HIST 29423 Just War Theory and Realism (E. Tschinkel, Teaching Fellow) This course will explore the just war versus realist debate during the twentieth century by investigating three key moments, represented by three key texts: Politics Among Nations by Hans Morgenthau, Just and Unjust Wars by Michael Walzer, and "On the Moral Equality of Combatants" by Jeff McMahan. We will begin with the "Walzer Moment" andl discuss the radical (or not) nature of the text, its critical reception and Vietnam War context, as well as the important concepts of jus in bello, jus ad bellum, and other basic just-war concepts. We will then look backwards to Morgenthau and discuss, among other concepts, the circumstantial application of morality. Finally, we will fast forward to McMahan and discuss the debate on the separation, or lack thereof, between jus in bello and jus ad bellum. Throughout the course our readings will be supplemented by historical texts such as The Global Cold War by Odd Arne Westad and Vietnam at War by Mark Bradley.
HIST 29528 Property and the Public Interest (J. Levy) In this colloquium, drawing from law, history, philosophy, and social science, we examine the conflicted relationship between property and the public interest. Topics include the basis and evolution of private property rights, reasons for the state, and the relationship between property rights and the public interest. Assignments: Two short essays and a final paper.

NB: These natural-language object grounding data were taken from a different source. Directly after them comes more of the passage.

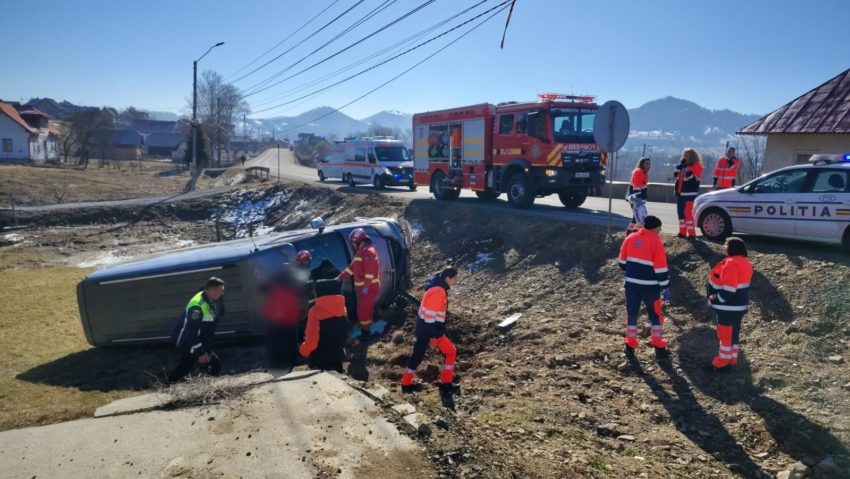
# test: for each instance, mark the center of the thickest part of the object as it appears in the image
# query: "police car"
(809, 202)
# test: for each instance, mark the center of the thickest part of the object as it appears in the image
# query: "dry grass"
(38, 186)
(40, 326)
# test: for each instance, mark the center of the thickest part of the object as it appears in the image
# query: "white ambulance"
(379, 161)
(808, 202)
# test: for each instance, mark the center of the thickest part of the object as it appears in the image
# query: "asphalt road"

HIST 29652 Migration and Citizenship (M. Briones) Looking through a broad interdisciplinary lens, this colloquium examines the history of migration and citizenship. The focus is largely on the United States, but, given its topic, the course will necessitate transnational and comparative histories. How did nineteenth- and early twentieth-century "sojourners" become "citizens"? What constituted the public's perception of some immigrants as inassimilable aliens and others as an ostensible "model minority"? We will interrogate not only what it means to have been and to be an immigrant in America but also what it means to be a citizen in a multiracial democracy. As a history colloquium, the course's main purpose is to help students learn to write a long research paper based on primary sources. The class is not a survey course. We will be taking on specific episodes and themes in immigration history. Assignments: An original research paper (-20 pages) using primary and secondary sources.